Similarly, there is a pressing need for the ability to diagnose those at risk for heart disease and its sequellae in advance of clinical events. Cardiovascular disease remains the leading killer of men and women in America, and approximately half of those who succumb to heart attack had no awareness of having cardiovascular disease prior to the event. Although risk factor screening is helpful, there is no guarantee that the person at risk actually has the disease, nor any that the person who has lowered his risk factors no longer is at risk. What would be extremely useful would be an imaging modality which can noninvasively provide not only qualitative information (yes/no disease), but actually provide quantitative and substantive information which can then be serially assessed to be certain that risk factor intervention has been sufficient to have reversed the risk of subsequent events. The demonstration from the early years of thrombolysis (“clot-busting”) that the artery giving rise to the blood clot which cause the heart attack, when viewed after removal of the clot, might well appear on angiography (the supposed “gold standard” for assessment of coronary artery disease) to have no significant disease. It has subsequently been learned that it is not merely the size of the plaque, but actually the inflammatory activity of the plaque which determines clinical behavior. Angiography, which looks only at the residual vessel lumen, does not tell anything about what is happening in the wall of the vessel where the plaque sits. New imaging modalities can address both the wall and the lumen with increasingly more impressive resolution. In this regard, CT angiography can now generate the spatial resolution and plaque characterization to potentially define “vulnerable” plaque at risk for subsequent events. FHRI is working to assess this modality not only as a means to assess dangerous plaques, but also as a means to guide therapy. However, even if this should work, the issues of radiation exposure, cost of adding the test to a lengthy armamentarium of diagnostic procedures, compared to potentially less expensive alternatives and other issues all need to be resolved.

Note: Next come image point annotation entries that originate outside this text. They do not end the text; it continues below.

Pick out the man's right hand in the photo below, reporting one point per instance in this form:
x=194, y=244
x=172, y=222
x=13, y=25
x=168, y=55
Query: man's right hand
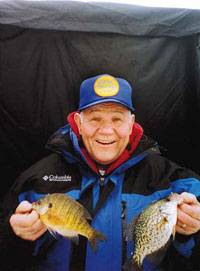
x=26, y=223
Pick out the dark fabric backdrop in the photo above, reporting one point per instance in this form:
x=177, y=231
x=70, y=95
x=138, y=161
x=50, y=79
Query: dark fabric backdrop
x=45, y=53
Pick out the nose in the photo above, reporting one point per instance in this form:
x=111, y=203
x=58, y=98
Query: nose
x=106, y=128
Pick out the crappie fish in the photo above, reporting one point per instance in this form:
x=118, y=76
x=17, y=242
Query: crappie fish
x=151, y=231
x=66, y=216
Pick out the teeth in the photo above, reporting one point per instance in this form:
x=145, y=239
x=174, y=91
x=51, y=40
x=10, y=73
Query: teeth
x=104, y=141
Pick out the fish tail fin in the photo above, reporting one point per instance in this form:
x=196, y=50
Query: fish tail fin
x=95, y=238
x=130, y=265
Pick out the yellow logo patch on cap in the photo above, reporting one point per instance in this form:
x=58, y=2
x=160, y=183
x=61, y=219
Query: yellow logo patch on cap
x=106, y=86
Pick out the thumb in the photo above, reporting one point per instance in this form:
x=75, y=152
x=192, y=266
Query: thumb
x=23, y=207
x=189, y=198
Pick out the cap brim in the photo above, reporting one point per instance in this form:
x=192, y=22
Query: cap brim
x=106, y=101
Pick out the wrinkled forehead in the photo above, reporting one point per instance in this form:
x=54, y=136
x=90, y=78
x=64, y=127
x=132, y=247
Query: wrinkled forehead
x=111, y=107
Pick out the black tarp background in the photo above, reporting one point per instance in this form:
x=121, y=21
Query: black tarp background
x=47, y=48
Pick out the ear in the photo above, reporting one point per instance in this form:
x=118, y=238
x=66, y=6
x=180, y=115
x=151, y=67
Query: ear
x=77, y=119
x=132, y=121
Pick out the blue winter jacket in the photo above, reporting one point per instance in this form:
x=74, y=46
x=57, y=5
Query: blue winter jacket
x=137, y=180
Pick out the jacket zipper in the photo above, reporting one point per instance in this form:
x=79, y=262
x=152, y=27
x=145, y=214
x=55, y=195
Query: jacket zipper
x=102, y=179
x=124, y=242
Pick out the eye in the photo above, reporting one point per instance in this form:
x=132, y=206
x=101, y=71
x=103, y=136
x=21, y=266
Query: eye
x=96, y=119
x=117, y=119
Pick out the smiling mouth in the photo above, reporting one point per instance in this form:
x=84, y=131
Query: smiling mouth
x=105, y=142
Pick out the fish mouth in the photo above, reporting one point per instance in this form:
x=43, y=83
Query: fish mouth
x=105, y=142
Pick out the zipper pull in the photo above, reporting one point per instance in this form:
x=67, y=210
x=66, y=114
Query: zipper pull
x=102, y=179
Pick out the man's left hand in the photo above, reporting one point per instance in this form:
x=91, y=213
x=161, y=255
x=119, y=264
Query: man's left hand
x=188, y=221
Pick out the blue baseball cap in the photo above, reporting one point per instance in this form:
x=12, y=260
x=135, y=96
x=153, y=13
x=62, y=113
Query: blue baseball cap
x=105, y=88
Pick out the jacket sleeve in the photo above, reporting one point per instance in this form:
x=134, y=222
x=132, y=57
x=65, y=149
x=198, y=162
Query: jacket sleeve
x=13, y=250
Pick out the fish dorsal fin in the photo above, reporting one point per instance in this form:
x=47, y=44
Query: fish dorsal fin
x=73, y=239
x=129, y=232
x=158, y=256
x=44, y=210
x=174, y=231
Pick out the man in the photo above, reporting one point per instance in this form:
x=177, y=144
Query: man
x=103, y=160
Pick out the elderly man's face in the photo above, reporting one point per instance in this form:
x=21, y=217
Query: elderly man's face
x=105, y=130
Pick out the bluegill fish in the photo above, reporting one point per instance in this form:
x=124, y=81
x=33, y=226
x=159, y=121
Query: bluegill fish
x=151, y=231
x=66, y=216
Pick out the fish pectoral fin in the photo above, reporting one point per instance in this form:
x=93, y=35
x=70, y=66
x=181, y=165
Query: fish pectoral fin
x=73, y=239
x=129, y=232
x=158, y=256
x=87, y=215
x=53, y=233
x=70, y=235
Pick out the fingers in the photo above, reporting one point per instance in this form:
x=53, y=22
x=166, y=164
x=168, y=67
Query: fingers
x=189, y=198
x=26, y=223
x=24, y=207
x=188, y=221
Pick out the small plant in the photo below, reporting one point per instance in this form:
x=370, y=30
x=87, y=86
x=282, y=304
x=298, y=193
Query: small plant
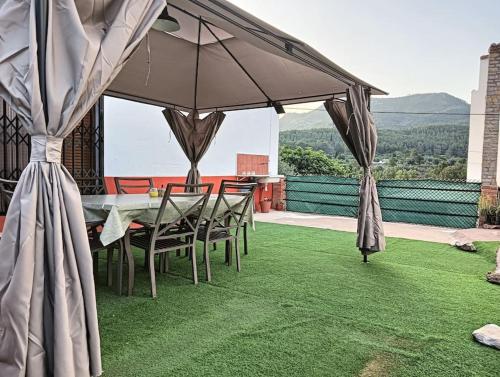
x=488, y=210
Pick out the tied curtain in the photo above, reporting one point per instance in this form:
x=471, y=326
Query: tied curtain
x=357, y=128
x=48, y=318
x=194, y=135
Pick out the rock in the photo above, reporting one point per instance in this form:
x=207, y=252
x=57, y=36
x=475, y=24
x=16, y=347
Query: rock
x=488, y=335
x=493, y=277
x=465, y=246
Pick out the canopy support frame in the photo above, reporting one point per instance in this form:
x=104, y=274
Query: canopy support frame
x=41, y=15
x=237, y=62
x=197, y=65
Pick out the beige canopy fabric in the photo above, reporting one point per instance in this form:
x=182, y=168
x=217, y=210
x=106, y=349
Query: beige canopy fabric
x=194, y=135
x=242, y=62
x=357, y=128
x=48, y=319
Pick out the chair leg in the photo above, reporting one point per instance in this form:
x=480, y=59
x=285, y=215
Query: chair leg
x=166, y=262
x=229, y=252
x=146, y=259
x=193, y=263
x=162, y=263
x=245, y=240
x=206, y=258
x=119, y=272
x=110, y=267
x=237, y=251
x=130, y=262
x=152, y=274
x=95, y=260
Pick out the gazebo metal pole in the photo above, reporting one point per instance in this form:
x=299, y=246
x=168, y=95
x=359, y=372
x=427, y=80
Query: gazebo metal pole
x=41, y=16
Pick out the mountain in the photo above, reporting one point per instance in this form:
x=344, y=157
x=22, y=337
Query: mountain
x=415, y=103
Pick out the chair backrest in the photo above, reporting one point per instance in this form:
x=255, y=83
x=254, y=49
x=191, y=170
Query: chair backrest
x=7, y=188
x=189, y=208
x=133, y=185
x=232, y=204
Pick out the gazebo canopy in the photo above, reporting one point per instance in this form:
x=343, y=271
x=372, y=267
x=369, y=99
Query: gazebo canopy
x=223, y=58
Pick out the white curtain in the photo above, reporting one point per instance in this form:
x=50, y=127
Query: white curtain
x=48, y=318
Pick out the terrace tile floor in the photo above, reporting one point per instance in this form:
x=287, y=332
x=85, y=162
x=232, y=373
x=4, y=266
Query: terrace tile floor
x=401, y=230
x=305, y=305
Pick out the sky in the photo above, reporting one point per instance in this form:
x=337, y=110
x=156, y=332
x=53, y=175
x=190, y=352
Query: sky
x=401, y=46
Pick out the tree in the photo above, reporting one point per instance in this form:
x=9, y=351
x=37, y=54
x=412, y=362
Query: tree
x=306, y=161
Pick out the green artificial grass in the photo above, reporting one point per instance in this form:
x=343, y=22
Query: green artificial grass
x=305, y=305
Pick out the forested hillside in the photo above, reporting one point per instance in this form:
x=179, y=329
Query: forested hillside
x=447, y=140
x=409, y=145
x=394, y=113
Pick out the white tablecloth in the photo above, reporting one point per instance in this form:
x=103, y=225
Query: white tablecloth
x=119, y=211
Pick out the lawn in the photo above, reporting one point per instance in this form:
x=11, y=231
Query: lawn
x=305, y=305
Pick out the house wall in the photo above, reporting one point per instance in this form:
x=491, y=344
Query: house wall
x=476, y=128
x=138, y=142
x=490, y=166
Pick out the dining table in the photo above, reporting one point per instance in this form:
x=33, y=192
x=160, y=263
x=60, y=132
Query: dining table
x=116, y=213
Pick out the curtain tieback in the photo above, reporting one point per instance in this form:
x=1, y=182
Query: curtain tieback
x=46, y=148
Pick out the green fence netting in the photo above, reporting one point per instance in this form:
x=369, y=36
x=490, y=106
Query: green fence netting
x=431, y=202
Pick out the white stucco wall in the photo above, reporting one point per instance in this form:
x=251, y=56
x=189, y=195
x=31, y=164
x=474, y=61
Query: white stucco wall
x=138, y=141
x=476, y=130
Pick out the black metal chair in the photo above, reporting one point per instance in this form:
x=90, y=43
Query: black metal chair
x=178, y=233
x=7, y=188
x=133, y=185
x=226, y=221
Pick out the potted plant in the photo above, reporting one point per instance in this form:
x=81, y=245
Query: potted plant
x=265, y=205
x=487, y=211
x=491, y=215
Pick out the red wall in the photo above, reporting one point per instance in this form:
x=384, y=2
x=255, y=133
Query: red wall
x=159, y=181
x=163, y=181
x=216, y=180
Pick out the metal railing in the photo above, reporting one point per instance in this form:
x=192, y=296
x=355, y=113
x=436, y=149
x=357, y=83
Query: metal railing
x=421, y=201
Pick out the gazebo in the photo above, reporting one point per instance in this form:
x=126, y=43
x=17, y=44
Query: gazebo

Through these two examples we begin to see how the current financial considerations will certainly need to inform and provide context to scientific advancement. On the other hand, it is the careful application of scientific research that will ultimately bring the most helpful clinical results. Perhaps the most challenging realization of all is that once a treatment has been demonstrated to be safe and effective, and it has been shown to be cost effective, spending on this item will increase, rather than decrease healthcare expenditures. Such conundrums we researchers leave at the door of the market economists and policy-makers, while we respectfully grind out the research so desperately needed to help move the profession forward.